Xia’s discovery is a fundamental challenge to Laplace’s view that Newton’s equations imply that we can know the future if we have complete knowledge of the present, because there is no prediction even within Newton’s equations for what happens next for that unlucky planet once it hits infinite speed. The theory hits a singularity at this point, beyond which prediction makes no sense. As we shall see in later Edges, considerations of relativity will limit the physical realization of this singularity since the unlucky planet will eventually hit the cosmic speed limit of the speed of light, at which point Newton’s theory is revealed to be an approximation of reality. But it nevertheless reveals that equations aren’t enough to know the future.
It is striking to listen to Laplace on his deathbed. As he sees his own singularity heading towards him with only a finite amount of time to go, he too admits: ‘What we know is little, and what we are ignorant of is immense.’ The twentieth century revealed that, even if we know a lot, our ignorance will remain immense.
But it turns out that it is isn’t just the outward behaviour of planets and dice that is unknowable.

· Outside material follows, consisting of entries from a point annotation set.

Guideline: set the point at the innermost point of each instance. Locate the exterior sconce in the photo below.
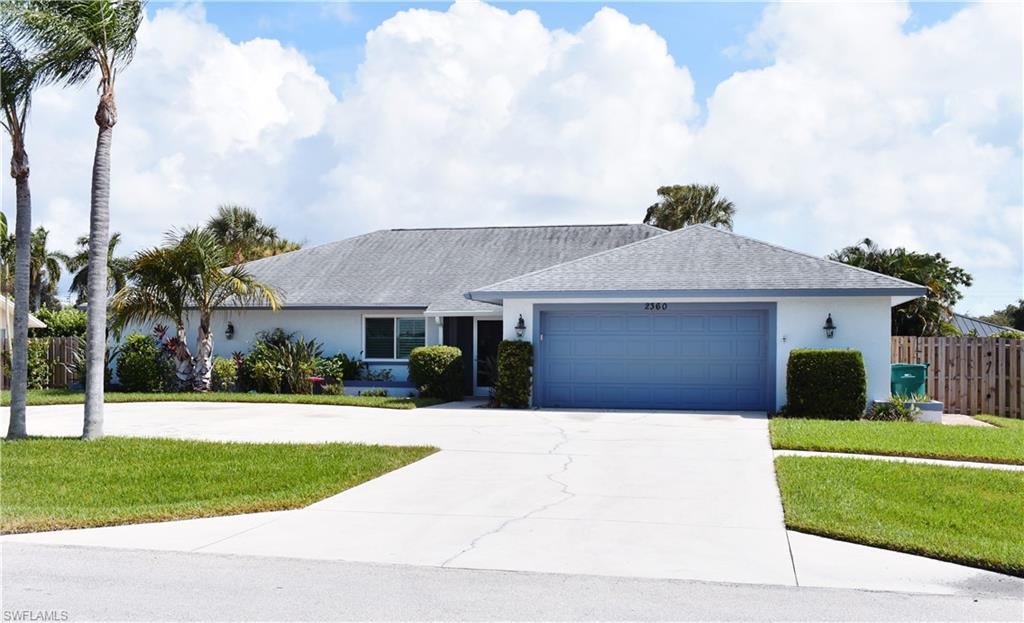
(829, 327)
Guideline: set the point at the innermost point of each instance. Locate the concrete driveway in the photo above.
(658, 495)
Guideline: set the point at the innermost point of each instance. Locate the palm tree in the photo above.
(188, 273)
(690, 204)
(117, 267)
(17, 78)
(245, 235)
(45, 267)
(76, 40)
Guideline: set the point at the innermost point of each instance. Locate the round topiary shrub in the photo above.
(138, 365)
(436, 371)
(515, 373)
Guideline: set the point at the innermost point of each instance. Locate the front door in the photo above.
(488, 335)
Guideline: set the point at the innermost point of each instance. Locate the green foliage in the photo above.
(825, 383)
(690, 204)
(515, 373)
(224, 374)
(340, 367)
(1011, 316)
(922, 316)
(60, 323)
(436, 371)
(898, 409)
(139, 368)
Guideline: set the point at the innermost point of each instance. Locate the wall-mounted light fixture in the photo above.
(829, 327)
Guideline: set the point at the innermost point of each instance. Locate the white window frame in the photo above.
(394, 343)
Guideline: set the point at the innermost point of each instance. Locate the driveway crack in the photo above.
(553, 476)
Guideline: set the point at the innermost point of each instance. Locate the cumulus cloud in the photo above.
(853, 125)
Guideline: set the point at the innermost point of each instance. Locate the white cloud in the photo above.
(854, 126)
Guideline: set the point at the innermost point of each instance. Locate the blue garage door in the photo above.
(670, 358)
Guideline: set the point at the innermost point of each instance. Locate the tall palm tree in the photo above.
(690, 204)
(17, 78)
(45, 267)
(117, 267)
(76, 40)
(245, 235)
(188, 272)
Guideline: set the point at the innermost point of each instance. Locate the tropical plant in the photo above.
(18, 76)
(188, 273)
(925, 316)
(78, 262)
(688, 205)
(77, 39)
(245, 236)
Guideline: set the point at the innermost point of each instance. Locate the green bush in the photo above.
(436, 371)
(224, 374)
(139, 368)
(515, 373)
(60, 323)
(825, 383)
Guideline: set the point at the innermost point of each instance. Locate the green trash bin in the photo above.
(908, 379)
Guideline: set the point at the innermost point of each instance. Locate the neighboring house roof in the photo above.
(701, 260)
(981, 328)
(7, 309)
(430, 268)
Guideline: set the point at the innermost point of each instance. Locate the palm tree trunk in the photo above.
(23, 257)
(204, 357)
(95, 334)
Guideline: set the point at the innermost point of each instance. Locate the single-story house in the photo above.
(622, 316)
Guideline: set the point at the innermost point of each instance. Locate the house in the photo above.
(625, 316)
(975, 326)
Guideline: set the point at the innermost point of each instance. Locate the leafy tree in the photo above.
(18, 76)
(117, 267)
(1011, 316)
(690, 204)
(925, 316)
(78, 39)
(245, 235)
(188, 273)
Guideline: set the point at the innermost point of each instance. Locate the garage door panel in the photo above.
(664, 360)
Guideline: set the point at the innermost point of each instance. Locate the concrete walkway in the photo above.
(654, 495)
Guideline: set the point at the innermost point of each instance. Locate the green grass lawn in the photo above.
(66, 397)
(50, 484)
(966, 515)
(900, 439)
(1001, 422)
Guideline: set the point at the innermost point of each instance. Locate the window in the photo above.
(393, 337)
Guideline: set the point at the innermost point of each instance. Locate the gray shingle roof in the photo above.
(430, 268)
(699, 258)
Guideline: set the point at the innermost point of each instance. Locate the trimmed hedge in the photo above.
(138, 365)
(826, 384)
(515, 373)
(436, 371)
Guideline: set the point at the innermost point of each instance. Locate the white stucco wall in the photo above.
(863, 325)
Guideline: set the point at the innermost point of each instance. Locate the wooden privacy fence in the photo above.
(970, 375)
(59, 355)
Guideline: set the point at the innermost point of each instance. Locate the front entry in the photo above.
(654, 356)
(488, 335)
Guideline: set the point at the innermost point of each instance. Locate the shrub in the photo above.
(224, 374)
(139, 368)
(515, 365)
(825, 383)
(898, 409)
(436, 371)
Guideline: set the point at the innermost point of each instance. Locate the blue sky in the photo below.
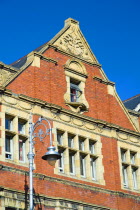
(111, 27)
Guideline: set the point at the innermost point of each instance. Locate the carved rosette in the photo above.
(72, 42)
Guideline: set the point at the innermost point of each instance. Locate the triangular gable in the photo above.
(71, 40)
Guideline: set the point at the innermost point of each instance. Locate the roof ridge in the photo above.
(131, 98)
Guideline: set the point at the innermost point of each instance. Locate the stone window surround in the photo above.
(15, 137)
(129, 166)
(98, 156)
(76, 74)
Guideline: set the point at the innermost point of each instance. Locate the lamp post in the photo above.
(51, 156)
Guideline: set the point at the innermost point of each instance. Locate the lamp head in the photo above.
(51, 156)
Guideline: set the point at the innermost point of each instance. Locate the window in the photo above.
(21, 150)
(132, 157)
(61, 161)
(70, 140)
(81, 144)
(92, 147)
(125, 175)
(134, 177)
(82, 165)
(71, 162)
(21, 127)
(93, 168)
(79, 157)
(15, 138)
(60, 137)
(75, 91)
(123, 155)
(76, 78)
(8, 122)
(129, 169)
(9, 147)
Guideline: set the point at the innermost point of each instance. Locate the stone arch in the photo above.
(76, 66)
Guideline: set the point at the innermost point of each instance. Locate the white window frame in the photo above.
(123, 155)
(134, 178)
(23, 148)
(93, 168)
(132, 157)
(61, 138)
(10, 123)
(81, 145)
(11, 147)
(92, 147)
(61, 162)
(72, 155)
(83, 165)
(125, 175)
(74, 85)
(22, 131)
(71, 142)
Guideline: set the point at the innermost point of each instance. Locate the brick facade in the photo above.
(39, 88)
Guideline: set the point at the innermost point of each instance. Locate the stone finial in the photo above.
(71, 21)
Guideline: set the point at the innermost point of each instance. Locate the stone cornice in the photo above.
(59, 110)
(103, 81)
(73, 56)
(87, 186)
(45, 58)
(75, 72)
(8, 67)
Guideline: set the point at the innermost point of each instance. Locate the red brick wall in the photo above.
(48, 83)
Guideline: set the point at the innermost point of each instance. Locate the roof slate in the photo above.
(133, 102)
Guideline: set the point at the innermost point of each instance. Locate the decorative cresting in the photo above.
(5, 76)
(72, 41)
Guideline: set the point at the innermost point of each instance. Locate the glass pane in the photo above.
(70, 141)
(134, 176)
(125, 179)
(82, 165)
(71, 163)
(81, 145)
(8, 124)
(73, 95)
(132, 157)
(21, 128)
(92, 147)
(21, 150)
(59, 138)
(123, 155)
(93, 168)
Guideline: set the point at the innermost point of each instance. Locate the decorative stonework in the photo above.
(5, 76)
(73, 42)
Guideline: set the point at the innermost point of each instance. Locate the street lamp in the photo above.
(51, 156)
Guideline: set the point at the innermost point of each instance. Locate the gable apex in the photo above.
(70, 21)
(70, 40)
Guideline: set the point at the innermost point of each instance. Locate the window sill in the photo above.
(78, 106)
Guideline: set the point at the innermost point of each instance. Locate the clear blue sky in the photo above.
(111, 27)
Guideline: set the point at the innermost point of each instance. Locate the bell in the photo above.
(51, 156)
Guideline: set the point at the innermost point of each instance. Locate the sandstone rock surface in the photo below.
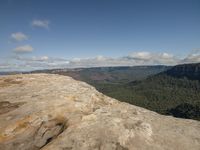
(53, 112)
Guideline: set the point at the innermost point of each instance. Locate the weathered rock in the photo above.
(52, 112)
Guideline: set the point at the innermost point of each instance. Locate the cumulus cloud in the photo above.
(22, 63)
(23, 49)
(18, 36)
(40, 23)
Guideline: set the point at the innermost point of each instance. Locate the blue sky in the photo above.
(36, 34)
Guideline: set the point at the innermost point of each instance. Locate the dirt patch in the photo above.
(9, 82)
(6, 106)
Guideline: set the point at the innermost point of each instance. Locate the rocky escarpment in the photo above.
(52, 112)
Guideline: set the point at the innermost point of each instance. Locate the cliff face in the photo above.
(52, 112)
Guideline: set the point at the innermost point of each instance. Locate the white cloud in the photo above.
(23, 49)
(18, 36)
(40, 23)
(21, 63)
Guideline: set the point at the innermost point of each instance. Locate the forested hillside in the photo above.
(166, 90)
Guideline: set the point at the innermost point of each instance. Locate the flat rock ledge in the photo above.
(53, 112)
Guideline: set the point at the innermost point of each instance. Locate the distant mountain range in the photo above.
(164, 89)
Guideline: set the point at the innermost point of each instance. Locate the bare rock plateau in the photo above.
(54, 112)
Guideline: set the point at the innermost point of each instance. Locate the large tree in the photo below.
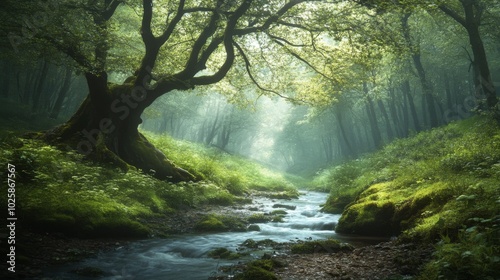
(184, 44)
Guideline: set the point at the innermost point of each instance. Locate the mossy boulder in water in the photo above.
(369, 218)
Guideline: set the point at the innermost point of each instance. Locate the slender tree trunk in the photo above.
(407, 92)
(427, 91)
(372, 117)
(56, 109)
(394, 114)
(343, 134)
(381, 106)
(473, 11)
(39, 88)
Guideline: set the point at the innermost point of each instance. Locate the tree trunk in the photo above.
(388, 126)
(372, 117)
(471, 21)
(427, 91)
(105, 129)
(407, 92)
(56, 109)
(37, 93)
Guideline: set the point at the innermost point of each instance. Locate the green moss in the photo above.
(223, 253)
(218, 223)
(210, 223)
(259, 218)
(433, 187)
(259, 269)
(320, 246)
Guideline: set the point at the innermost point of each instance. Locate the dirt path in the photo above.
(380, 261)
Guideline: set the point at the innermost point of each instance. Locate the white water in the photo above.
(184, 256)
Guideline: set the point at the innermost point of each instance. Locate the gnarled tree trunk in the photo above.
(105, 128)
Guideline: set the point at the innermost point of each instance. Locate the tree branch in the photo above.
(272, 19)
(453, 15)
(146, 32)
(228, 46)
(171, 26)
(110, 9)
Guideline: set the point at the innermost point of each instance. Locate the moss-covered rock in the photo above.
(320, 246)
(210, 223)
(369, 218)
(223, 253)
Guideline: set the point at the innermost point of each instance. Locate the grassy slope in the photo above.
(438, 186)
(58, 191)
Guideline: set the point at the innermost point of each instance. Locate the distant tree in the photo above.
(182, 44)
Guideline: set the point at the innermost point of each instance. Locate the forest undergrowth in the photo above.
(439, 187)
(60, 191)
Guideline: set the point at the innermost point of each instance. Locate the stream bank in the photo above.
(185, 254)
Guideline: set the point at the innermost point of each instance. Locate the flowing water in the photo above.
(185, 256)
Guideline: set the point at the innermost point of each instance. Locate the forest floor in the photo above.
(387, 260)
(381, 261)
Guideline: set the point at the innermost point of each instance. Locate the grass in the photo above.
(440, 186)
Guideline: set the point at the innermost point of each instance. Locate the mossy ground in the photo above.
(60, 191)
(440, 186)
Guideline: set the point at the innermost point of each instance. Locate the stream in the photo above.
(185, 256)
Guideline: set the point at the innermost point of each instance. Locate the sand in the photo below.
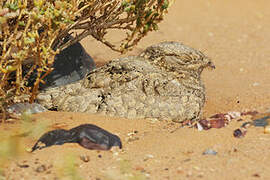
(235, 34)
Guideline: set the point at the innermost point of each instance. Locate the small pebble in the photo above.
(209, 152)
(41, 168)
(238, 133)
(84, 158)
(23, 165)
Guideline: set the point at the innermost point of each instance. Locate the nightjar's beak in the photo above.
(210, 65)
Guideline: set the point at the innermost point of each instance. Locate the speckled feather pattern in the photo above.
(163, 82)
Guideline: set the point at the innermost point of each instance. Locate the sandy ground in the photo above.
(235, 34)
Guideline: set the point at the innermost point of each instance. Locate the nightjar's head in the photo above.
(174, 56)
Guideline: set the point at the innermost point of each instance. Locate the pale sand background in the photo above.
(235, 34)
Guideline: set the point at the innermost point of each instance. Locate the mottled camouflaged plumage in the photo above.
(163, 82)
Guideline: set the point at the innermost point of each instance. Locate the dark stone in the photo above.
(88, 136)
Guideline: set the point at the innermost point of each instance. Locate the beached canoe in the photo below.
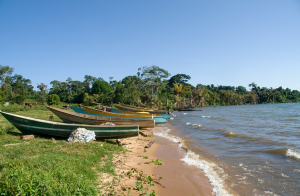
(74, 117)
(132, 109)
(56, 129)
(98, 112)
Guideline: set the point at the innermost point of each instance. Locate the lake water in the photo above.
(243, 150)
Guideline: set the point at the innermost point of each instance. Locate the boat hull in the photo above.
(55, 129)
(133, 110)
(158, 120)
(73, 117)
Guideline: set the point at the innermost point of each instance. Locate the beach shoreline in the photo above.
(176, 175)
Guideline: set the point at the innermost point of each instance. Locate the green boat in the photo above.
(124, 108)
(73, 117)
(56, 129)
(97, 112)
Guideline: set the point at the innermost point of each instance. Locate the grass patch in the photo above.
(43, 166)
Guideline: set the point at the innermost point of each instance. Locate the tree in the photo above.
(179, 79)
(101, 87)
(5, 71)
(180, 89)
(88, 82)
(200, 94)
(152, 77)
(53, 99)
(241, 90)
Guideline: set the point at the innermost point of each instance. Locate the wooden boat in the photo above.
(43, 127)
(98, 112)
(129, 109)
(73, 117)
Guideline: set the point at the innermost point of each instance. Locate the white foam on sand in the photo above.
(293, 154)
(214, 173)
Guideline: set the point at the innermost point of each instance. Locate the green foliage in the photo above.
(179, 78)
(101, 87)
(19, 99)
(53, 99)
(87, 99)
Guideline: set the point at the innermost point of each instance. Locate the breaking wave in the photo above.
(290, 153)
(214, 173)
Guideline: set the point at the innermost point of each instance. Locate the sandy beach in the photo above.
(177, 177)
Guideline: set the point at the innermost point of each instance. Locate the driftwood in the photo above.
(15, 144)
(184, 148)
(119, 142)
(156, 181)
(149, 145)
(143, 134)
(26, 137)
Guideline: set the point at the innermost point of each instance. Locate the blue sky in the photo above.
(218, 42)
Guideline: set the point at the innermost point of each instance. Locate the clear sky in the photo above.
(220, 42)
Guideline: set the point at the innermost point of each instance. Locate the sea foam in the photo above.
(293, 154)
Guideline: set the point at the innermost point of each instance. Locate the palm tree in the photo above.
(200, 94)
(179, 90)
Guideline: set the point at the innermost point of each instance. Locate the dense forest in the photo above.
(152, 87)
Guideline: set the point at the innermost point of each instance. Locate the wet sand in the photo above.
(178, 177)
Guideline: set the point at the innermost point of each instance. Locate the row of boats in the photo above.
(126, 119)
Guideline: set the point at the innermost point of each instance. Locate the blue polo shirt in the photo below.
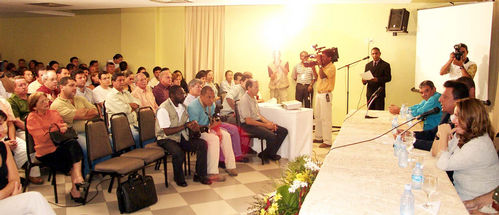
(433, 120)
(198, 113)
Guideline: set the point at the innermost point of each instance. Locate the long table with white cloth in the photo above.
(299, 124)
(366, 179)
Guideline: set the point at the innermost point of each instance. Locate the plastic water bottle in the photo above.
(396, 146)
(407, 201)
(403, 162)
(417, 177)
(395, 123)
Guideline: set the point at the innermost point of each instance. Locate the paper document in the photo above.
(367, 75)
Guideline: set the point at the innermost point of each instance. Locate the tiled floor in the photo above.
(230, 197)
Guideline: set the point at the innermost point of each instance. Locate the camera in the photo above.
(457, 51)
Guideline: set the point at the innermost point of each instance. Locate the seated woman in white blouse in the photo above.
(470, 153)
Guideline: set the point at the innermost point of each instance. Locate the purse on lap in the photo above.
(136, 193)
(59, 138)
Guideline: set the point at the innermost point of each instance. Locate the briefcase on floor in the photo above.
(136, 193)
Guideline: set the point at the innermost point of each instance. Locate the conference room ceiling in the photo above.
(65, 7)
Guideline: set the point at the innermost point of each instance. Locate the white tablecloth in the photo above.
(366, 179)
(299, 124)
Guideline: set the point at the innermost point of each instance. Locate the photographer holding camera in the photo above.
(459, 64)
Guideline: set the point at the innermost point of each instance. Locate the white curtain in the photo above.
(204, 44)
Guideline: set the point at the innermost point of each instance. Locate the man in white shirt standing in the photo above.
(100, 92)
(120, 100)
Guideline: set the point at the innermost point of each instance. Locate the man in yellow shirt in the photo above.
(324, 97)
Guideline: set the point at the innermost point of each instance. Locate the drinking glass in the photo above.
(429, 187)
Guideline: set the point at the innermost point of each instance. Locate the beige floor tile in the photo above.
(216, 207)
(234, 191)
(249, 177)
(201, 196)
(91, 209)
(169, 201)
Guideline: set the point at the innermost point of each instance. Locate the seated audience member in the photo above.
(36, 84)
(470, 153)
(16, 145)
(452, 92)
(194, 91)
(154, 80)
(120, 100)
(202, 110)
(129, 81)
(144, 93)
(183, 83)
(209, 82)
(28, 76)
(74, 110)
(71, 68)
(67, 157)
(62, 72)
(53, 65)
(253, 122)
(19, 103)
(173, 136)
(430, 101)
(176, 79)
(475, 205)
(227, 83)
(110, 68)
(81, 89)
(12, 198)
(469, 83)
(49, 86)
(160, 91)
(101, 91)
(201, 75)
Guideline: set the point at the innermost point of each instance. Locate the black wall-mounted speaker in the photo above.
(398, 20)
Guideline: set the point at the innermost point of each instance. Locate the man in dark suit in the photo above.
(382, 74)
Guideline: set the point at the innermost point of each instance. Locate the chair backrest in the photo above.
(98, 144)
(236, 113)
(147, 124)
(121, 132)
(30, 142)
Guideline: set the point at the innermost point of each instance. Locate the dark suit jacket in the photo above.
(424, 139)
(382, 71)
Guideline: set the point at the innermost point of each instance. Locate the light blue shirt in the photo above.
(198, 112)
(432, 120)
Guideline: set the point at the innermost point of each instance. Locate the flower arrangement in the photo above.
(291, 189)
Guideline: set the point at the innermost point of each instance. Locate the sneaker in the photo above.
(216, 177)
(324, 146)
(232, 172)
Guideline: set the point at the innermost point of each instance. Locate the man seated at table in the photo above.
(253, 122)
(202, 110)
(430, 101)
(172, 135)
(453, 91)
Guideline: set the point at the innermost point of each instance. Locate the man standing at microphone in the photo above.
(381, 71)
(324, 97)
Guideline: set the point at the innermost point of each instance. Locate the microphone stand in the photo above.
(348, 76)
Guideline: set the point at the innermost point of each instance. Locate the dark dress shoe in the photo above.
(181, 184)
(202, 180)
(275, 157)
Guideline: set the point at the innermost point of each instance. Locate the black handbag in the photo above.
(59, 138)
(136, 193)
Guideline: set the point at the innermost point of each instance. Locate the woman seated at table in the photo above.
(64, 158)
(12, 200)
(470, 152)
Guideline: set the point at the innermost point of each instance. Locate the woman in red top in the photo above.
(66, 157)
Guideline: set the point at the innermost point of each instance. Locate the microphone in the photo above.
(428, 113)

Probing deep inside my casino dice reveals another challenge to Laplace’s belief in a clockwork deterministic universe. When scientists started to look inside the dice to understand what it is made of, they discovered that knowing the position and the movement of the particles that make up the dice may not even be theoretically possible. As I shall discover in the next two Edges, there might indeed be a game of dice at work that controls the behaviour of the very particles that make up my red Las Vegas cube.
3
Everyone takes the limits of his own vision for the limits of the world.
Arthur Schopenhauer
When I started at my comprehensive school, I remember my music teacher asking the class if there was anyone who wanted to learn a musical instrument. Three of us put up our hands. The teacher led us into the storeroom cupboard to see what instruments were available. The cupboard was bare except for three trumpets stacked up on top of each other.
‘It looks like you’re learning the trumpet.’
I don’t regret the choice (even if there wasn’t one). I had a great time playing in the local town band and larking around in the brass section of the county orchestra as we counted bars rest. But I used to look over with a little envy at the strings who seemed to be playing all the time, getting all the good tunes. A few years ago, during a radio interview, I was asked what new musical instrument I would choose to learn, given the opportunity, and which piece of music I would aspire to play.